The Internet and especially online social networks have in recent years become an integral part of the political game, especially since the 2008 Presidential elections in the United States. Barack Obama gained wide popular support not only because his predecessor George Bush left the U.S. in a quagmire, but also due to a successful Internet campaign and social networking. The online campaign reached millions nationwide, conveying to them that Obama belongs to the Internet generation.

In fact Obama was so addicted to the Internet that he found it difficult to break away from his Blackberry after his election. After his triumph, numerous politicians worldwide, including Netanyahu, followed him into the Internet arena.

Netanyahu has already opened online network accounts in the past.
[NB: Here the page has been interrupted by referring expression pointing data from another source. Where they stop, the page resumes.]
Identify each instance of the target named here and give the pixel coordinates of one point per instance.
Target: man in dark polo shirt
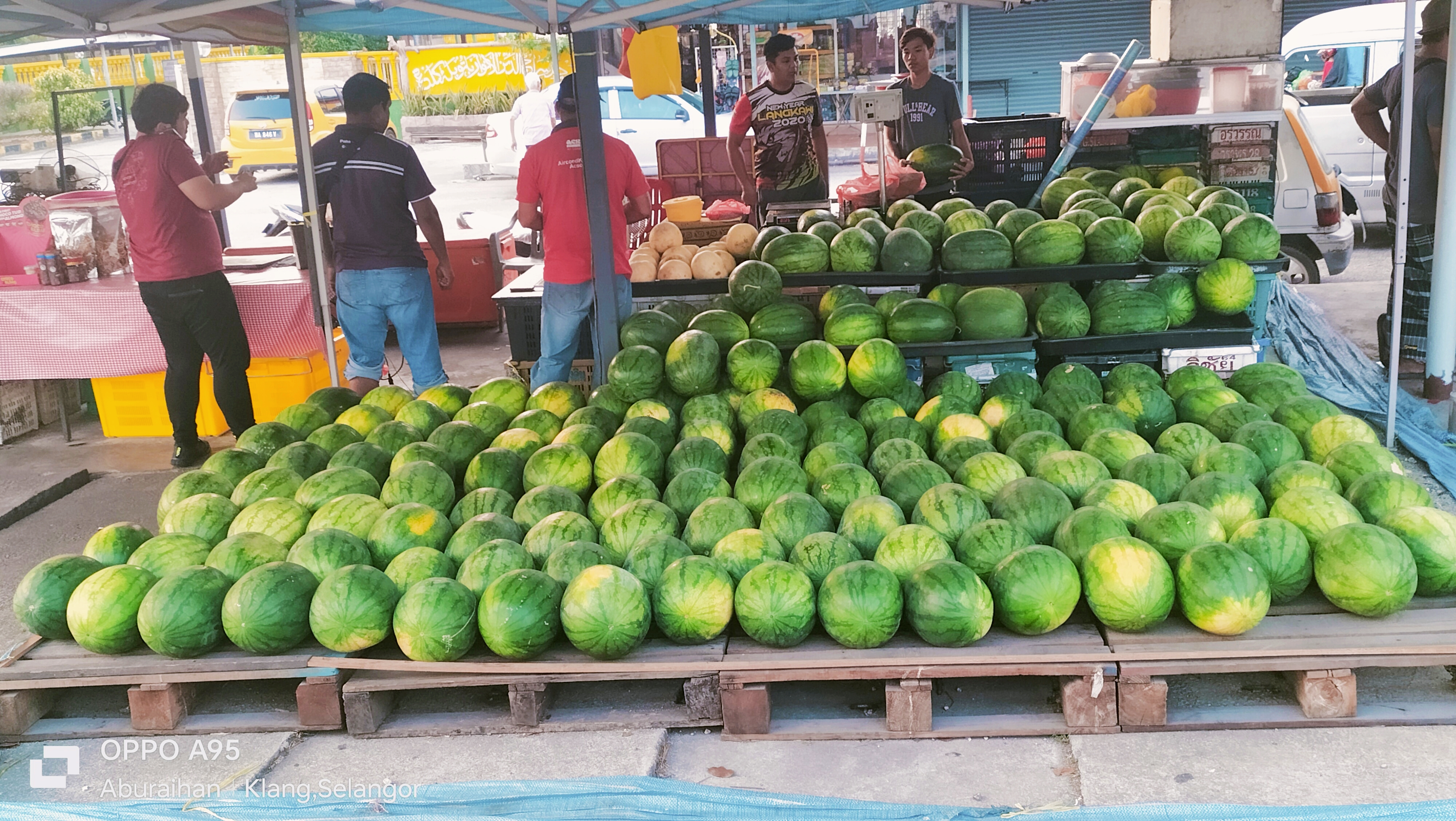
(373, 183)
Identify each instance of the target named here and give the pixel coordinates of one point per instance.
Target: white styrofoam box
(1222, 360)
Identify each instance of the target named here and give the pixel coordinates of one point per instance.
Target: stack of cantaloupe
(666, 257)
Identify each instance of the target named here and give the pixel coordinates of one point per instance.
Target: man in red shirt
(177, 255)
(553, 197)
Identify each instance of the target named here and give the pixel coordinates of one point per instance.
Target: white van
(1366, 43)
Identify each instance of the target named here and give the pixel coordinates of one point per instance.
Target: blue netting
(663, 800)
(1336, 369)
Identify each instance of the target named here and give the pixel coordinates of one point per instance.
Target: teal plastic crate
(986, 368)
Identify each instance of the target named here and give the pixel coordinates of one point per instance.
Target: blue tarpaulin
(663, 800)
(1340, 372)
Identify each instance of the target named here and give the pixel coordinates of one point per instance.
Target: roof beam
(191, 12)
(470, 17)
(41, 8)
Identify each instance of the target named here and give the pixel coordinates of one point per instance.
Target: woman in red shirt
(177, 254)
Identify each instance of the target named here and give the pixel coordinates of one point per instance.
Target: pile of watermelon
(777, 487)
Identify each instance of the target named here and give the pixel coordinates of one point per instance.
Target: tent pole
(705, 81)
(309, 187)
(1441, 333)
(1403, 205)
(599, 221)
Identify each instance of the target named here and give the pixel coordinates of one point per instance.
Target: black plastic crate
(1013, 152)
(523, 328)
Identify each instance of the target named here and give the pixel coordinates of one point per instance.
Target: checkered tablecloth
(101, 328)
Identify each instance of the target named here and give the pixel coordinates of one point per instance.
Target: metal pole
(705, 81)
(203, 120)
(1403, 205)
(1441, 331)
(963, 57)
(309, 187)
(599, 222)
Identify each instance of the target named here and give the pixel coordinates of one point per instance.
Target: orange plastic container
(136, 407)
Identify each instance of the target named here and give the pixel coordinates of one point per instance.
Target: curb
(44, 497)
(43, 143)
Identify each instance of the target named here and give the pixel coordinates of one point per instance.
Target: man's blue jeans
(369, 302)
(564, 308)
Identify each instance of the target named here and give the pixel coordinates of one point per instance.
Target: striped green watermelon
(327, 551)
(1222, 590)
(267, 611)
(183, 615)
(947, 603)
(353, 513)
(353, 609)
(1034, 590)
(1085, 528)
(605, 612)
(1282, 551)
(1128, 584)
(435, 621)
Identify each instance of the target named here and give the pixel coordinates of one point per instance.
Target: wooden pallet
(1071, 666)
(1318, 651)
(659, 685)
(162, 694)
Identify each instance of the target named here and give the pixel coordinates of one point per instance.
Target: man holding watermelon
(930, 135)
(790, 148)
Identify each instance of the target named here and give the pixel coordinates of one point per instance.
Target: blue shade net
(663, 800)
(1336, 369)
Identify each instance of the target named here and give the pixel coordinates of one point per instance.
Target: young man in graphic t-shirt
(790, 149)
(930, 113)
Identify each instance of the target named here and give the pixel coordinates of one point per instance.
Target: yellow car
(260, 127)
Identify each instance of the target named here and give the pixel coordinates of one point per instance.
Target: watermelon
(1085, 528)
(267, 439)
(1129, 312)
(304, 459)
(1251, 237)
(1128, 583)
(1315, 512)
(184, 487)
(692, 602)
(605, 612)
(1048, 244)
(906, 251)
(860, 605)
(1282, 551)
(992, 314)
(519, 614)
(819, 554)
(328, 550)
(183, 615)
(353, 609)
(1365, 570)
(1227, 286)
(947, 603)
(1431, 535)
(436, 621)
(1034, 590)
(285, 520)
(775, 605)
(116, 544)
(1356, 459)
(1222, 590)
(267, 611)
(1158, 474)
(235, 464)
(982, 248)
(1299, 475)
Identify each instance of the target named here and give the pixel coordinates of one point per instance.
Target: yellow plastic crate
(136, 407)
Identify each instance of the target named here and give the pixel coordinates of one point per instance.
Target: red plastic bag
(727, 210)
(864, 190)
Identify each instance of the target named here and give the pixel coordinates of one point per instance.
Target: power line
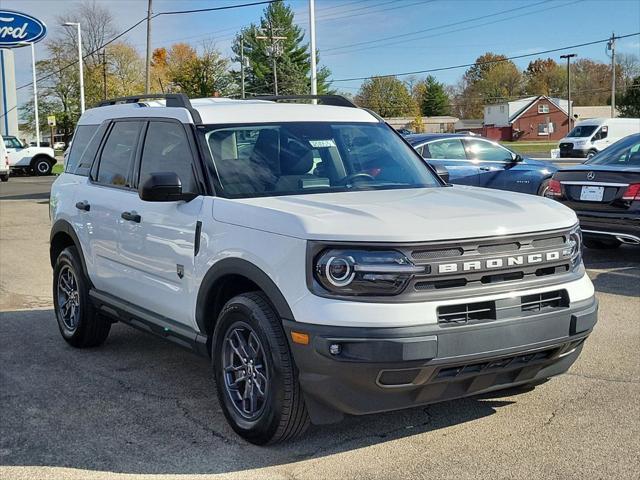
(402, 35)
(175, 12)
(389, 44)
(465, 65)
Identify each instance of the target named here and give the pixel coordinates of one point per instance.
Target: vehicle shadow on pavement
(622, 275)
(139, 404)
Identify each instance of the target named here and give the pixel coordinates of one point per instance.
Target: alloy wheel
(246, 378)
(68, 298)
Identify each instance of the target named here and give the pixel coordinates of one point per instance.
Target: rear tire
(601, 244)
(42, 166)
(80, 324)
(280, 413)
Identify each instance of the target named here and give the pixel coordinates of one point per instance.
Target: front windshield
(582, 131)
(624, 153)
(312, 157)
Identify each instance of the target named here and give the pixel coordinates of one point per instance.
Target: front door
(157, 243)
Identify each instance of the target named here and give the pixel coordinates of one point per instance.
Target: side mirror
(163, 187)
(442, 172)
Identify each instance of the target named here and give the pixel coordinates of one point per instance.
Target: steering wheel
(356, 176)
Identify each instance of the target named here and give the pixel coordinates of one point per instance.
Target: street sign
(17, 28)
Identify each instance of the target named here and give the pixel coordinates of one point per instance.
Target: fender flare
(65, 227)
(238, 266)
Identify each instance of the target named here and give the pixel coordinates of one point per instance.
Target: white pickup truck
(37, 160)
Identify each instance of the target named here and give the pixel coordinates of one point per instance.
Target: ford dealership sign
(16, 28)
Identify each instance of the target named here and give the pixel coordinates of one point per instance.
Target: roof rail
(335, 100)
(179, 100)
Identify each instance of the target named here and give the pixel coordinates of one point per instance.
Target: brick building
(527, 119)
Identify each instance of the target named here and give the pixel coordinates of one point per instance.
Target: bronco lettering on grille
(499, 262)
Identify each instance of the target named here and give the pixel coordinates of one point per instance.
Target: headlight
(573, 250)
(364, 272)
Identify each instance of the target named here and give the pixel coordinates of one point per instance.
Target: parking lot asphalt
(140, 407)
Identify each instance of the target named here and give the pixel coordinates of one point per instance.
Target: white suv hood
(411, 215)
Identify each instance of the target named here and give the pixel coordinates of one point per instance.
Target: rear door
(450, 153)
(157, 243)
(110, 188)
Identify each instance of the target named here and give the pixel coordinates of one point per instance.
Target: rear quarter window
(77, 159)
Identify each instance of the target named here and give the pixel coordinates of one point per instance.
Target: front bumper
(625, 225)
(381, 369)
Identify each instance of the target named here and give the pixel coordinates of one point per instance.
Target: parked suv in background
(32, 159)
(313, 255)
(473, 160)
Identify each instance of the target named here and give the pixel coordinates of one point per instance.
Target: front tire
(256, 377)
(42, 166)
(79, 323)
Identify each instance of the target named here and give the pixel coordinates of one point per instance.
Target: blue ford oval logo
(16, 28)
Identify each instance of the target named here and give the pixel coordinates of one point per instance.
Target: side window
(445, 150)
(118, 153)
(487, 151)
(166, 149)
(79, 143)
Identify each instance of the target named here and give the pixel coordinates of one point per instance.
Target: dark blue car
(473, 160)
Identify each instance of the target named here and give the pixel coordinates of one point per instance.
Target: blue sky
(510, 27)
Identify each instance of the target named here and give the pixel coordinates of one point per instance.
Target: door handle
(131, 217)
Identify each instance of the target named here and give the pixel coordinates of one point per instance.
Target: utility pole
(569, 56)
(275, 51)
(312, 47)
(242, 65)
(611, 45)
(104, 74)
(147, 78)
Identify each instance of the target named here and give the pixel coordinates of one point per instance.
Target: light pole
(312, 47)
(35, 89)
(77, 24)
(569, 56)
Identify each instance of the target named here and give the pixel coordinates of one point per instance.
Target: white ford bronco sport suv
(313, 255)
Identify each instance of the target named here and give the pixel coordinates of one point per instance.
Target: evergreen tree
(387, 96)
(291, 55)
(435, 100)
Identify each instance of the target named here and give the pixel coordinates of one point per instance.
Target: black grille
(464, 313)
(467, 312)
(544, 301)
(429, 254)
(516, 361)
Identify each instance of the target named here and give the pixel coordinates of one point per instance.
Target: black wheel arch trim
(63, 226)
(239, 266)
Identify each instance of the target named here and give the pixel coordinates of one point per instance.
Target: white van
(591, 136)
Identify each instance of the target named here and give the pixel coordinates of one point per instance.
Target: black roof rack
(172, 100)
(335, 100)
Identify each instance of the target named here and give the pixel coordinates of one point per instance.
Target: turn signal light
(555, 189)
(632, 192)
(300, 338)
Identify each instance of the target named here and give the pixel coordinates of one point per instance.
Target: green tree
(629, 102)
(544, 77)
(387, 96)
(291, 55)
(491, 79)
(435, 100)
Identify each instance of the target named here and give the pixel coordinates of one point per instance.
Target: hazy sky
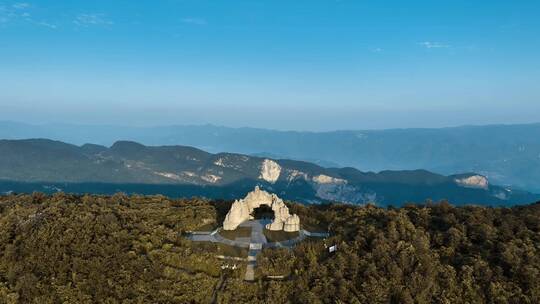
(295, 64)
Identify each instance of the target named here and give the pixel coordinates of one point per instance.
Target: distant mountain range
(49, 166)
(508, 155)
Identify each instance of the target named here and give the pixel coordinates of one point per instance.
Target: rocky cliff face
(187, 171)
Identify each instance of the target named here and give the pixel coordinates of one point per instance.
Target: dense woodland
(132, 249)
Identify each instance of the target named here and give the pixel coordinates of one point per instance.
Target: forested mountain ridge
(131, 249)
(508, 155)
(180, 171)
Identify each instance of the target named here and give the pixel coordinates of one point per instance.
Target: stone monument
(242, 210)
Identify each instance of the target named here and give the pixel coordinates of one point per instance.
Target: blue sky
(306, 65)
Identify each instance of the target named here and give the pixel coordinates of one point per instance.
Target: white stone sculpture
(241, 211)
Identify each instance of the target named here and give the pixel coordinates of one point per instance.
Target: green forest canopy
(120, 249)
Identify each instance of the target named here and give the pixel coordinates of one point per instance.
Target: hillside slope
(44, 165)
(508, 155)
(94, 249)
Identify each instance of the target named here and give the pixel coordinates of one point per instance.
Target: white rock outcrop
(473, 181)
(270, 171)
(241, 211)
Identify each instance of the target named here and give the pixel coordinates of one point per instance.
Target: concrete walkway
(255, 243)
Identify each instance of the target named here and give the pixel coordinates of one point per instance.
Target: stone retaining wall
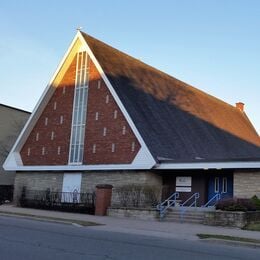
(231, 218)
(135, 213)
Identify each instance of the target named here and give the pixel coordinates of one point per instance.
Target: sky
(213, 45)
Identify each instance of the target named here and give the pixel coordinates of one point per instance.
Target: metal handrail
(171, 201)
(216, 197)
(195, 196)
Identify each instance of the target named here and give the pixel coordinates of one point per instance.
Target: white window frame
(216, 184)
(78, 124)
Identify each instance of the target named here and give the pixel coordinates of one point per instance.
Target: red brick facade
(108, 137)
(60, 105)
(117, 131)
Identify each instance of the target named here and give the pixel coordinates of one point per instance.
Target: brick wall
(110, 118)
(37, 181)
(56, 147)
(246, 184)
(108, 137)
He launched a Twitter account as part of his election campaign and his aides continue to update it. However, his Facebook page has been deleted for some reason.

Regrettably, Netanyahu's tweets consist of brief, uninteresting announcements. Most of them refer visitors to non-existing pages in the non-existent Facebook account.

The aims the prime minister listed - transparency, public relations and public information - may be commendable, but from the little seen so far, his office's new networks fall far short of achieving them. More importantly, the new services have not been made interactive and do not engage with surfers.

Netanyahu's current Facebook page consists of a series of press releases, in contrast to the deleted one which had evoked responses, at least after the Gaza-bound aid flotilla events.

Quite a few Israeli politicians and organizations understand that the Internet medium, unlike traditional communication channels, requires engagement with surfers. The Foreign Ministry's Twitter account, for example, has won considerable praise for its activity. It responds to surfers' comments from overseas, presenting the Israeli point of view.

A peek into MK Ahmed Tibi's (United Arab List ) tweets, which he maintains himself, shows brief comments on burning issues and referrals to articles. No less important - it has answers to surfers' questions.

The Hebrew website www.shituf.gov.il, intended to receive the public's responses to various cabinet issues, was recently constructed at the initiative of MK Michael Eitan (Likud ), the minister in charge of liaison with the public.

As for transparency, MK Shelly Yachimovich (Labor ) has twice published on her website the Economics Arrangements Law, enabling the public to study it before the Knesset votes on it.

The Open Knesset (www.oknesset.org ) site, opened in the past year by Hamakor: Israeli Society for Free Software and Open-Source Code, is intended to enable surfers to read bills, see how each MK voted and read Knesset committees' protocols.